The heaviness continues with Strange Brew (Homegrown), whose “Doomsday” is a somewhat ELP-inspired rocker, but with slicker instrumental textures and a “progressive” rhythmic underpinning similar to Saga. Equinox is in the same bag; their “Better for You, Better for Me” on Homegrown is melodic, synthesizer-laced upbeat rock, perhaps a tad more melodic than their “Do What You Gotta Do” on Rockin’ Apple. Each song has the Equinox stamp of strong, harmonic vocals and well-developed ensemble playing. An impressive outfit.

The Southern Cross Band (New York’s last Southern Band?) is also represented twice, by “Lady Killer” on Homegrown and by “Outlaw Josey Wales” on Rockin’. Though the traditional Southern rock sound is slowly sinking in the West, I think I prefer “Outlaw” anyway. The band shows not only it’s chops on the extended solo, but a knack for creating a good Wild West atmosphere that works well in the context of the song. “Lady Killer,” despite its Allman-like roots, hews closer to mainstream rock.

Mazarin’s “The Only One” still sounds good; it has an oddly Doors-like feel too, similar to the mainstream touches of “Touch Me” rather than the psycho-rock of yore.

WAPP is to be commended for getting an album together in barely nine months of existence. Rockin’ Apple boasts some excellent, varied songs by lesser-knowns like Visitor, Humans from Earth, John Bongiovi and Mike Corbin. Visitor’s “Uptown” is very heavy, very slick and very close to Journey’s brand of rock. “Runaway,” by John Bongiovi, is hell-bent rock & roll, heavy on both guitar and synthesizer, and which is being played by Doubleday stations in several other cities. Humans from Earth (four humans from New Jersey), take the lower road of minor-key new wave, reminiscent of the Bongos in its mesh of acoustic and electric guitars.
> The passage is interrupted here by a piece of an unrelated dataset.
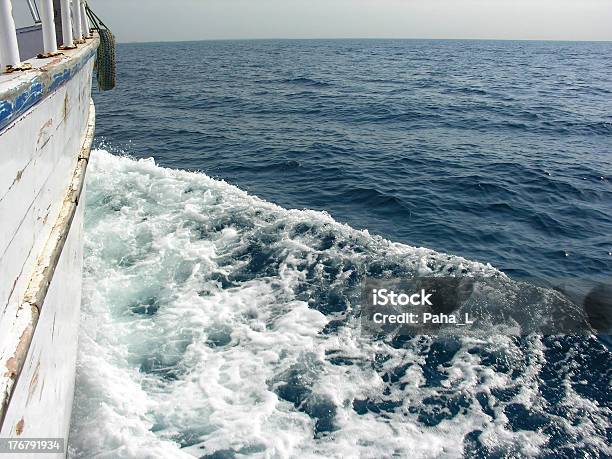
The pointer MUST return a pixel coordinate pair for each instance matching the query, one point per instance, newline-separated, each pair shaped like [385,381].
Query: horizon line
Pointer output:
[552,40]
Mike Corbin has a new wave/R&B background, and his “She Got Free” is infectious, spirited Springsteen Graham Parker-style rock.

Local audiences are probably already familiar with some of the other offerings on Homegrown: the Roustabouts’ blistering “Iron Curtain Rock and Roll,” Crosswinds’ heavy-duty “Prisoner,” Vixen’s party-minded “Go Crazy” and Rat Race Choir’s lush-textured and larnyx-stretching “Struck by Lightning.” WBAB gets special commendation for going out on a limb to include the hilarious girl-group spoot, “Forbidden Beach” by Between the Sheets, sadly the group with possibly the least chance for commercial success as it stands now, but worthy of mention. “It was like a scene from Swept Away except that we were speaking English,” is a line to be cherished forever.

WBAB also goes out of the way to congratulate itself for helping to break Zebra (“For the Record”), but perhaps can be indulged this time; it’s the latest cut on the record, so you can lift the needle when its time is due. Besides, “Forbidden Beach” more than makes up for it.

Daily News
April 17, 1984
By: LISA ROBINSON

At Trax tonight is Visitor, who have recorded the Yoko Ono penned song, Loneliness. Visitor is Frank Annunziata, Joe Tomek, John O’Reilly, Renee Losano, and Orville Davis, and they are currently preparing a video for Loneliness.

Daily News
April 17, 1984
By: Patricia O’Haire

Visitor and other musical visitors

Utopia may be the headliner tonight at the Ritz (119 E. 11th St.: 254-2800), but locals following the music scene will be checking out the opening act, a good-looking, strong-sounding group named Visitor. They’ve been keeping themselves in the Record Plant Studio of late, finishing up an album, but now they’re ready to be heard in public and are touring with Utopia. The show tonight starts at 11:30; tickets are $13.50 “and worth every penny of it,” according to the person who answers the phone at the Ritz.